1 - Plain, 2 - Plain (reduced), 3 - w/ Silver Leaf, 4 - w/ Silver Leaf (reduced & encased), 5 - w/ TerraNova2 Frit, 6 - w/ Silver Glass Frit (reduced), 7 - w/ Tuxedo, 8 - w/ Copper Green, 9 - w/ Opal Yellow, 10 - w/ Ivory, 11 - w/ Raku & Lauscha Olive, 12 - On Lauscha Olive
CiM Butter Pecan #4 is more interesting than I thought it would be after my initial foray into this new collection of CiM Uniques. I posted in a very preliminary way about this colour (among others) here.
This version of Butter Pecan is really, really soft. So drippy in fact that it rivals White and Opal Yellow for drippiness. I still haven't tested the original Butter Pecan, so I'm not sure if this is typical of all of the colours in the Butter Pecan lineup or not. Also, two of the three rods of Butter Pecan #4 that I had were unpleasantly shocky even though they were very thin. One of the rods was so shocky that it was nearly impossible to work with, which is why I haven't made my customary oval test beads for this colour and won't have any fun beads to share at the bottom of this post.
Fortunately, not all of the rods are that shocky because I have had a few rods that were not shocky at all. Just proceed with caution, and introduce gently to the flame until you know what kind of rod you've got in your hand.
I struggled a bit filling my Crystal press (as usual) and had to put multiple layers of glass on these first beads. The result?

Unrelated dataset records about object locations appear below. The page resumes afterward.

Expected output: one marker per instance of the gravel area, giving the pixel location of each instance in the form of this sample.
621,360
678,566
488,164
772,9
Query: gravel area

Strange variations in the surface colour. So, Butter Pecan #4 does not meet smoothly when you add additional glass. I thought that it would since it's not a very streaky colour, but I often misanticipate these things.
Butter Pecan #4 is awesome fun with silver.
In the bead on the right, I applied my silver leaf, melted it in, reduced it and then encased it with Effetre 006 Clear. The silver under the Clear is bright and shiny, and while you can still see some of the brown fuming right around the edges of the silver and in a gentle, warm way on the right-hand side of the bead, for the most part the Butter Pecan in this bead looks a little closer to the natural colour than the bead on the left does.
Butter Pecan #4 is not a big star with silver glass frit. I didn't manage to really strike my TerraNova2 Frit on this colour, although I was careful to try not to overstrike it after my humiliating experience with Porcelain. Around the edges of the TerraNova2 frit, you can see a faint brown stain on the surface of the Butter Pecan #4.
In the bead on the right, my silver glass frit didn't really acquire much in the way of shine and just looks sort of blah sitting on top of the bead. The Butter Pecan has more fumed brown on this bead, and I suspect that is because of the reduction.
Butter Pecan #4 barely reacts with Copper Green. You can see, around the Butter Pecan #4 dots, a faint greyish-brown line around the butter pecan, but it almost escapes notice. Butter Pecan #4 does not appear to be one of those colours that keeps away the grey sheen of of our friend Copper Green.
On top of Opal Yellow, Butter Pecan #4 develops a darker pink outline. Opal Yellow seems to float just on top of the Butter Pecan #4.
With White and Ivory, Butter Pecan #4 doesn't really do much of note. I had a dirty-looking spot on the Ivory/ButterPecan #4 bead, but that's pretty much it.
But, the star of this reaction show are these two beads that I made with Lauscha Olive.
On top of Butter Pecan #4, I got reasonable colour out of my Raku, The Lauscha Olive dots I put on the Butter Pecan #4 spread a little, and made the Butter Pecan #4 rise up in halos around it, creating a more dramatic petal effect in my flowers. On top of Lauscha Olive, Butter Pecan #4 dots develop strange green ellipses in their centres.
And that's all! I like this colour enough after testing it that even the odd shocky rod won't be enough to scare me off. I think it will make a fabulous base for the kinds of beads I love to make. I can't wait to test the Butter Pecan #5.